Menjivar-Ayala, 55, fled El Salvador’s civil war as a teenager in the late 1980s. He later told The Associated Press that he crossed into the United States illegally in 1990, received humanitarian protection within “a couple of weeks,” and was later granted a visa as a religious worker before becoming a U.S. citizen two decades ago.
In a portion of a speech after the announcement, Menjivar-Ayala did not single out U.S. immigration policy or President Donald Trump. Instead, he focused on his readiness to serve West Virginia Catholics and said he wants to listen broadly to the community, including the state’s workers and immigrants. “I have much to learn, but my heart is ready and wide-open,” he said, adding: “Above all, I want to listen to the poor. Those in the margins of the church and society. To workers, to the immigrants, because as Matthew 25 says, the way we treat the least is the way we treat Jesus.”
The diocese serves a population that is far less diverse than Washington’s archdiocese, where more than 40% of parishioners are Latino. In West Virginia, according to U.S. Census figures cited in the report, only 2.4% of the population is Latino, while 92.6% of the state’s 1.77 million residents identify as white.
Menjivar-Ayala will replace Mark Brennan, 79, who has led the Wheeling-Charleston diocese since 2019. Brennan took over after a scandal involving a former bishop’s sexual harassment of adults and lavish church spending, and he said in remarks at a shared news conference Friday that the bishop’s focus would be on all people in the region. “But he loves all the people here. He’s not going to be bishop just for one group within the diocese. He’ll be bishop for all the people. I can assure you of that.”
In preparing to take charge of a “less Catholic and more rural region,” Menjivar-Ayala said West Virginia—while known for its mountains and natural resources—remains a state where many people face “hardship, marginalization and inequality.” The report said he has spent much of his ministerial career in the nation’s capital and surrounding communities before the move to lead across West Virginia.

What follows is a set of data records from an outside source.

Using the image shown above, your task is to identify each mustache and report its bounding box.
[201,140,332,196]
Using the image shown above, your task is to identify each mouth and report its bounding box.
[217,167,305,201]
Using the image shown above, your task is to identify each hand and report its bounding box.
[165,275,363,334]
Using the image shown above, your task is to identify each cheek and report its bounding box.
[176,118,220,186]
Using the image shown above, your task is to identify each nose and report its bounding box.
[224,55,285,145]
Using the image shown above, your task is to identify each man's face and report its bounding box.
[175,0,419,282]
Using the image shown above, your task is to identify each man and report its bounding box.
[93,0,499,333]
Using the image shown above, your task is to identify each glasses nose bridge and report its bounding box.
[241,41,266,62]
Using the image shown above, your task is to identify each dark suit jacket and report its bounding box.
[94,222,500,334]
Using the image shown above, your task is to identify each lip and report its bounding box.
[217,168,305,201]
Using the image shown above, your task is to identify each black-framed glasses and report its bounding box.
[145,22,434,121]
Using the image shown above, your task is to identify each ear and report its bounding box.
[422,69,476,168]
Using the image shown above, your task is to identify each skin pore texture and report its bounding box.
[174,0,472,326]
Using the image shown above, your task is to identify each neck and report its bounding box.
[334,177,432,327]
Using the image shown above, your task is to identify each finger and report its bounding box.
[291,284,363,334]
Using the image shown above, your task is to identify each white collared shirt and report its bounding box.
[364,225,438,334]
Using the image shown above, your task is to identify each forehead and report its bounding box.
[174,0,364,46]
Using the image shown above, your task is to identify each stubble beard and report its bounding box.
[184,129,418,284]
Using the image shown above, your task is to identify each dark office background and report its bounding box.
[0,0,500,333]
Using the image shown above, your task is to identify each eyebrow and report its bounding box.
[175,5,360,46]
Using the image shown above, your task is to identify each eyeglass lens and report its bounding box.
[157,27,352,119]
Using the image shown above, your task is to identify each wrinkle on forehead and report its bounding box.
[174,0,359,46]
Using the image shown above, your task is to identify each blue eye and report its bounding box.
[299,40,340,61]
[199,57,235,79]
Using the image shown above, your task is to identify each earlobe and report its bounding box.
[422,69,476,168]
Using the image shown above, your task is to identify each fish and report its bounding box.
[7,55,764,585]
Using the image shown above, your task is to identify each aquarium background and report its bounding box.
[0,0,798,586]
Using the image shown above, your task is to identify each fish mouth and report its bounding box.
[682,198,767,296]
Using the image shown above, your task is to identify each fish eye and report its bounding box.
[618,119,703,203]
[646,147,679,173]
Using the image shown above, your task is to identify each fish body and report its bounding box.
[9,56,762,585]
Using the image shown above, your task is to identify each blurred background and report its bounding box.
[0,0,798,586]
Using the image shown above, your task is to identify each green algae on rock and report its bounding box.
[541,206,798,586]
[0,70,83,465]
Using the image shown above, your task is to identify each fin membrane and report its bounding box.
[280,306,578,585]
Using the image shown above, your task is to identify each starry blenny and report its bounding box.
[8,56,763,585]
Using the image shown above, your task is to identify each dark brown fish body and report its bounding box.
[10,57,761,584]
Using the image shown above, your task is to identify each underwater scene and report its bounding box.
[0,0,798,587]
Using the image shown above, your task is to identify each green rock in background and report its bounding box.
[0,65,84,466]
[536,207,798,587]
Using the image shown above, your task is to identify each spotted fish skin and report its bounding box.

Menjivar-Ayala has been lauded for advocacy on immigration, including during his time in Washington. Cardinal Robert McElroy praised him in a statement, saying Menjivar-Ayala’s work reflected “his passion for justice and sensitive care for the Hispanic and immigrant communities of our Archdiocese,” which McElroy said “have planted seeds of grace that will yield a harvest here for decades to come.”

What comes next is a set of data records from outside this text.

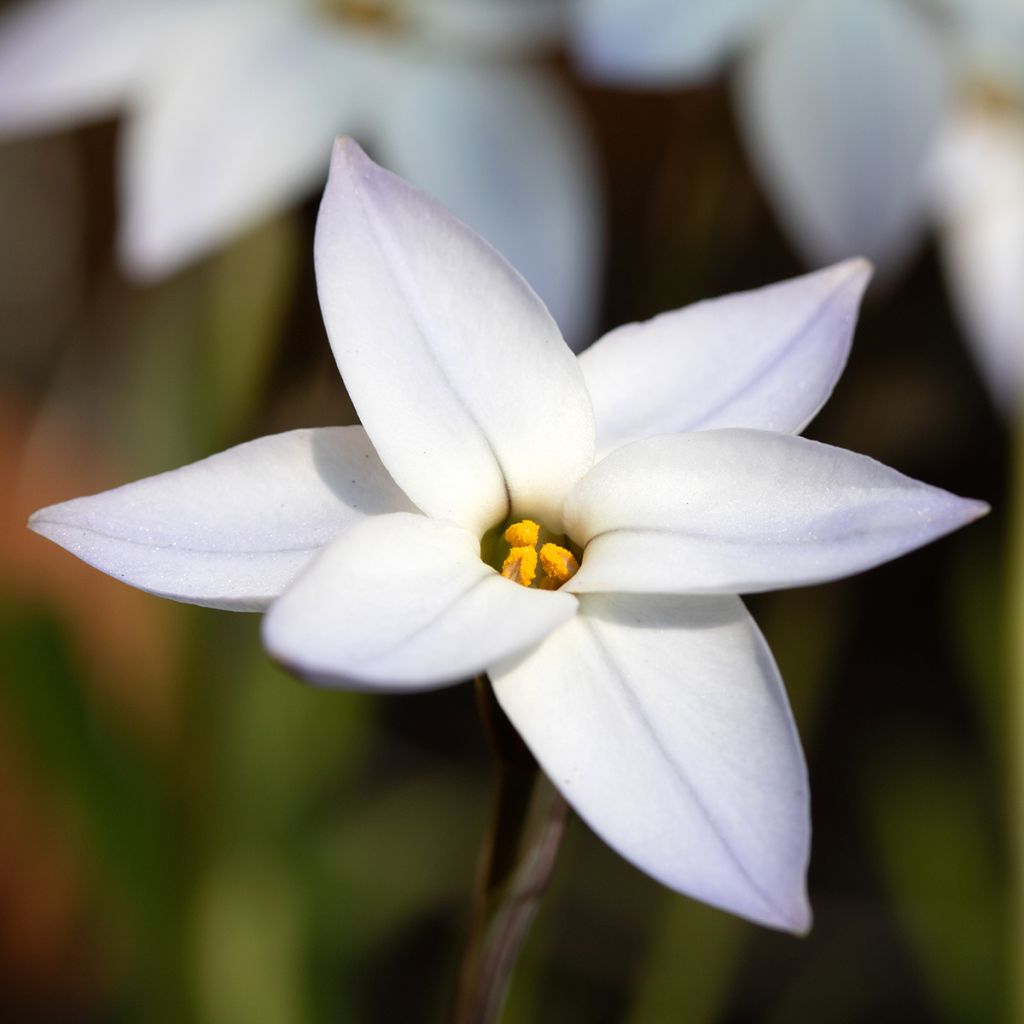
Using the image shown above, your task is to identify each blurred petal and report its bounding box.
[29,427,413,611]
[736,0,947,271]
[0,0,164,132]
[580,260,871,454]
[315,139,594,535]
[402,0,567,56]
[565,430,987,594]
[935,101,1024,414]
[263,514,577,690]
[121,4,374,278]
[375,55,603,347]
[490,594,810,932]
[574,0,778,86]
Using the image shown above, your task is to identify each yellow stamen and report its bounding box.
[541,544,580,590]
[502,548,537,587]
[505,519,541,548]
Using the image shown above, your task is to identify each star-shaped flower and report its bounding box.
[32,140,985,932]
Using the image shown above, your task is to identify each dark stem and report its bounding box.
[452,677,568,1024]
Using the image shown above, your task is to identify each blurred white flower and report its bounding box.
[574,0,1024,407]
[932,0,1024,415]
[0,0,602,340]
[577,0,948,273]
[934,101,1024,415]
[25,140,985,932]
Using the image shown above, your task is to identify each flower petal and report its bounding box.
[0,0,165,132]
[565,430,988,594]
[490,594,810,932]
[574,0,771,86]
[934,108,1024,414]
[120,9,374,278]
[315,139,594,534]
[29,427,413,611]
[736,0,948,271]
[580,260,870,455]
[375,54,601,348]
[263,513,577,690]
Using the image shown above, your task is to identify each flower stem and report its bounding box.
[452,677,568,1024]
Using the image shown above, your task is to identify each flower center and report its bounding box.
[502,519,580,590]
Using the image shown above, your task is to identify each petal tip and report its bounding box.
[821,256,874,299]
[331,135,372,173]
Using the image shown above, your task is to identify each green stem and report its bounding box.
[1007,415,1024,1020]
[452,678,568,1024]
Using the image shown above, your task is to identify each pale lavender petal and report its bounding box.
[315,139,594,535]
[580,260,870,456]
[490,594,811,933]
[263,514,577,690]
[565,430,988,594]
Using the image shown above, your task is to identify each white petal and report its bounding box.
[935,109,1024,414]
[263,513,577,690]
[580,260,870,455]
[0,0,166,132]
[402,0,567,57]
[375,55,602,347]
[565,430,987,594]
[120,4,374,278]
[315,139,594,534]
[29,427,413,611]
[490,594,810,932]
[574,0,778,86]
[736,0,948,271]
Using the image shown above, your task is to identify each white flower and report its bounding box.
[575,0,950,272]
[32,140,985,932]
[0,0,602,341]
[574,0,1024,412]
[933,96,1024,417]
[931,0,1024,416]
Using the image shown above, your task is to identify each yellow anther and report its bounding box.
[541,544,580,590]
[502,548,537,587]
[505,519,541,548]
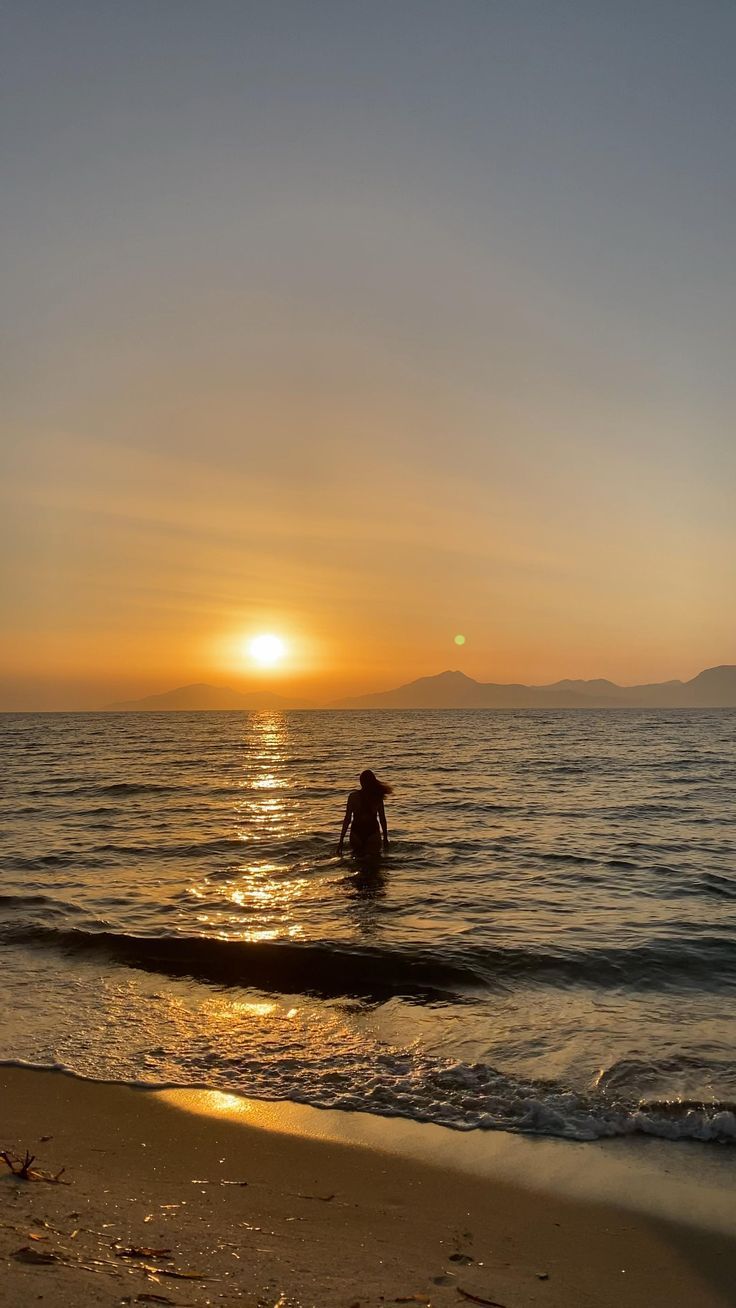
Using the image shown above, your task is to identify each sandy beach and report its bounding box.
[0,1067,736,1308]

The appointment comes after Menjivar-Ayala wrote in the Catholic Standard, the official newspaper of the Washington archdiocese, that Trump’s approach had intensified the situation for migrants. In that article, he wrote: “Each day this situation is getting worse and more ominous,” describing what he said were “highly visible operations of questionable legality that go far beyond mere immigration ‘enforcement.’” The White House did not immediately respond to a request for comment on the appointment.
Pope Leo’s announcement also followed other U.S. bishop appointments on Friday, including the selection of John Gomez to start as bishop of the Diocese of Laredo, Texas, on June 30. Gomez was born in Colombia, came to the United States on a student visa in 2002, and became a U.S. citizen in 2021, according to his current diocese in Tyler, Texas. Menjivar-Ayala’s installation is scheduled for July 2.